How to Choose the Right Tarp for Covering Your RV or Trailer During the Off-Season

Posted on: 17 April 2017

When you own a motor home, ATV, caravan, or any type of utility trailer, and you store it outside during the off-season, you'll want to cover it with a tarp of some sort. This will protect it from potential water damage due to snow and ice and from being damaged by falling icicles, hail and other such inclement weather. When you are ready to choose that tarp, note a few tips before you shop so you get the best one for your caravan.

Choose the material

First consider the amount of protection you might need for your caravan. If you live in an area with lots of snowfall, you'll want maximum waterproofing. This will mean a heavy-duty vinyl, plastic or PVC tarp. These may be the most expensive, so you might opt for a more lightweight canvas if you live in the tropics or any area with milder weather and less risk of snow and ice piling up on your caravan.

Consider, too, if you might use the tarp for other purposes. A vinyl or plastic tarp might work as a makeshift shelter when you're on holiday and need to protect your grill and other outdoor items from rainfall. Canvas material with a looser weave is good for when you want to use the tarp as an awning, as it allows for more air circulation and greater comfort.

Note the thickness

While a vinyl, plastic or PVC tarp will be strong no matter its thickness, note that a thicker tarp will be easier to tie down and less likely to start flapping in high winds. It is also less likely to shred and tear in those winds or get damaged from hail, falling ice and other such hazards. If you live in an area with very inclement weather, look for the actual thickness and don't rely on advertising lines like 'heavy duty' or 'commercial quality'.

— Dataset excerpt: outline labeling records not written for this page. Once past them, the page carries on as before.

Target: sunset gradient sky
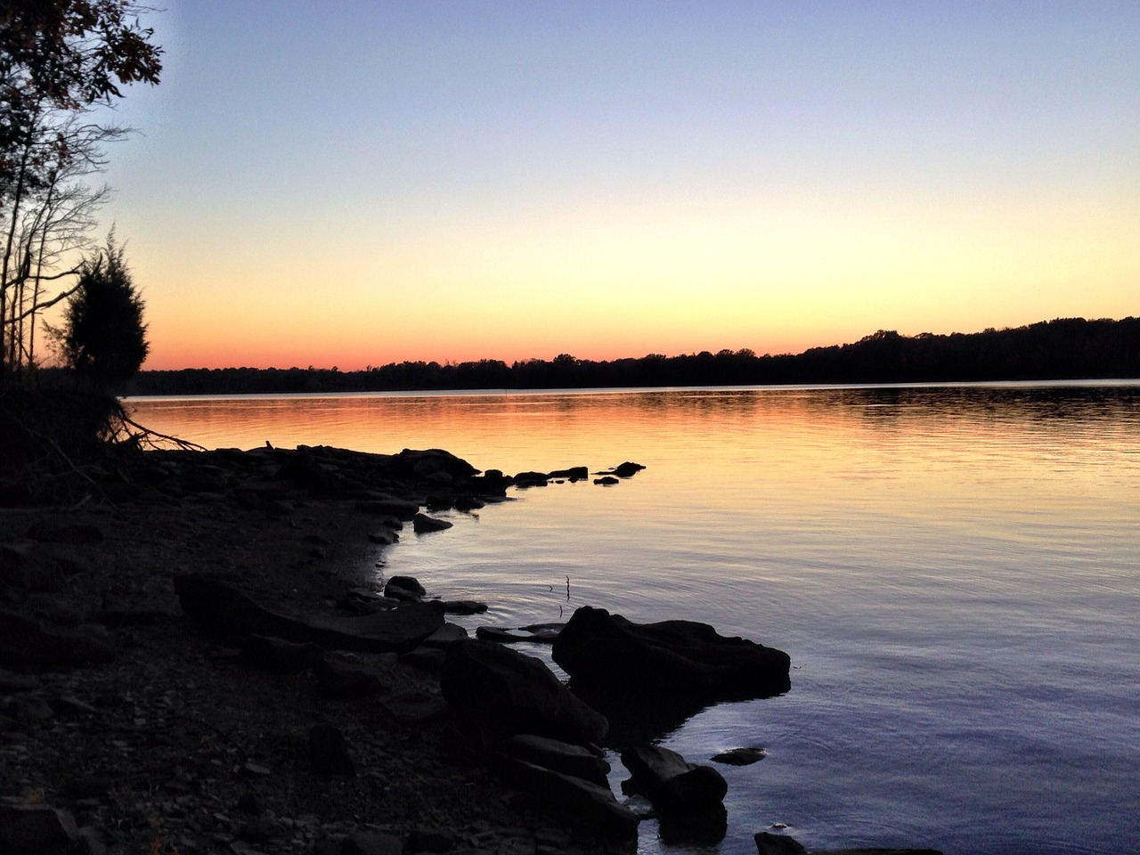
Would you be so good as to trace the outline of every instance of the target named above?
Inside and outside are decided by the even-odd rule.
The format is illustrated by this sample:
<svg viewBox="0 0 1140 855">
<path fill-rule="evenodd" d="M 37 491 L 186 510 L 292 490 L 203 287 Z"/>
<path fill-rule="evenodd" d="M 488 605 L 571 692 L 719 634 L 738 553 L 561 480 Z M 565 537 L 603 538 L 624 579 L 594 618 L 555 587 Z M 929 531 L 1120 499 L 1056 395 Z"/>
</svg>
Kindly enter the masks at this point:
<svg viewBox="0 0 1140 855">
<path fill-rule="evenodd" d="M 1140 315 L 1140 3 L 166 0 L 147 368 Z"/>
</svg>

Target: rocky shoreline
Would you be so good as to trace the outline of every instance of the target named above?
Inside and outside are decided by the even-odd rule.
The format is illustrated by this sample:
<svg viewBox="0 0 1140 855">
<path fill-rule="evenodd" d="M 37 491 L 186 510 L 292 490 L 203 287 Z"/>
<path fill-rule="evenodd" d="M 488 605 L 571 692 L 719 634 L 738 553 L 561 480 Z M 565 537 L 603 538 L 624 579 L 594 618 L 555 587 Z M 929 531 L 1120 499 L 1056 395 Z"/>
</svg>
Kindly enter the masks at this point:
<svg viewBox="0 0 1140 855">
<path fill-rule="evenodd" d="M 424 602 L 407 579 L 377 591 L 368 572 L 405 523 L 446 528 L 433 511 L 591 477 L 480 473 L 437 449 L 165 450 L 95 473 L 97 498 L 80 506 L 0 508 L 0 849 L 630 850 L 637 816 L 597 780 L 601 725 L 577 712 L 589 723 L 568 738 L 528 705 L 589 708 L 544 677 L 486 691 L 540 662 L 462 642 L 446 611 L 480 604 Z M 596 659 L 595 642 L 568 661 Z M 591 679 L 605 691 L 613 677 Z M 706 798 L 684 788 L 712 776 L 690 773 L 716 775 L 652 754 L 629 763 L 657 800 Z"/>
</svg>

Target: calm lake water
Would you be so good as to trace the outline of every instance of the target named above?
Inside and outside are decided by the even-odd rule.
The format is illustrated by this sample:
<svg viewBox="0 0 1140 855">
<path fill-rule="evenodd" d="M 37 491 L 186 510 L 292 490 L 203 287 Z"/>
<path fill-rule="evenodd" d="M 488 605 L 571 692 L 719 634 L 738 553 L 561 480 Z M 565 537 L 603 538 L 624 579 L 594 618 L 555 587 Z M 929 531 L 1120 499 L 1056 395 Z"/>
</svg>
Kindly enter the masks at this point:
<svg viewBox="0 0 1140 855">
<path fill-rule="evenodd" d="M 469 627 L 589 604 L 788 651 L 788 694 L 661 734 L 701 763 L 768 751 L 720 767 L 728 834 L 708 852 L 751 855 L 775 823 L 809 849 L 1140 850 L 1140 383 L 129 405 L 207 447 L 645 464 L 453 514 L 375 572 L 490 603 Z M 640 849 L 685 852 L 651 824 Z"/>
</svg>

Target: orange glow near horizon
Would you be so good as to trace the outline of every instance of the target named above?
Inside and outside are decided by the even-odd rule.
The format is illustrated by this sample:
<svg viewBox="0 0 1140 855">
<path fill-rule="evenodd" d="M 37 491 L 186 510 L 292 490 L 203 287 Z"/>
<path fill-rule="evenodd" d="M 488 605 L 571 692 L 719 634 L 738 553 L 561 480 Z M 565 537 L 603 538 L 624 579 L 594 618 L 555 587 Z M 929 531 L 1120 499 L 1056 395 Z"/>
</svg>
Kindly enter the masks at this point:
<svg viewBox="0 0 1140 855">
<path fill-rule="evenodd" d="M 1089 214 L 1075 230 L 1033 209 L 869 213 L 600 210 L 575 213 L 588 229 L 522 222 L 408 249 L 334 245 L 329 262 L 285 264 L 272 242 L 209 271 L 185 254 L 185 272 L 165 277 L 139 256 L 139 280 L 162 282 L 161 299 L 146 294 L 145 367 L 798 353 L 881 328 L 1137 314 L 1126 219 Z"/>
</svg>

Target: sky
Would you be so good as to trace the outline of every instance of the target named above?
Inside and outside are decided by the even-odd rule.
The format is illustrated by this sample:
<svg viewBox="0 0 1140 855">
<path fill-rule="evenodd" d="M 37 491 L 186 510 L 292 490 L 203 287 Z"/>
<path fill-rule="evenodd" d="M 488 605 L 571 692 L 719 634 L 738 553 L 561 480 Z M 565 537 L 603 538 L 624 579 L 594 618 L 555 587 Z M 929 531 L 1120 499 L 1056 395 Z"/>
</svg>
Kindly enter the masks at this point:
<svg viewBox="0 0 1140 855">
<path fill-rule="evenodd" d="M 145 368 L 1140 315 L 1140 3 L 165 0 Z"/>
</svg>

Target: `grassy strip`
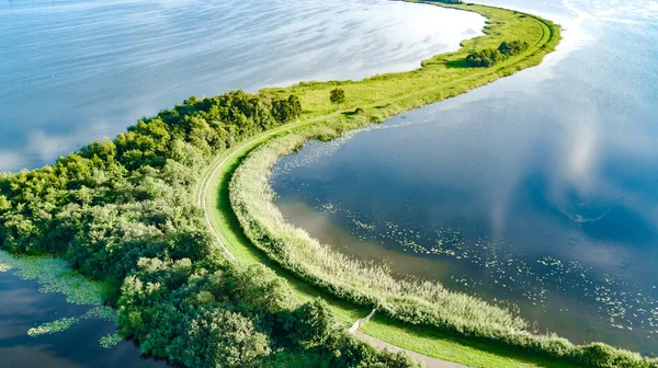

Choose something specific for the vehicle being covered

It can be good to choose a tarp meant specifically for a caravan, a utility trailer and so on. Product-specific tarps will have grommets placed along the edges for the easiest tie down; for example, these grommets will be spaced to work around tyres of a larger caravan versus a smaller utility trailer. A caravan tarp may also have added spacing in the back to accommodate the size of a spare tyre that is often attached to the back of a caravan.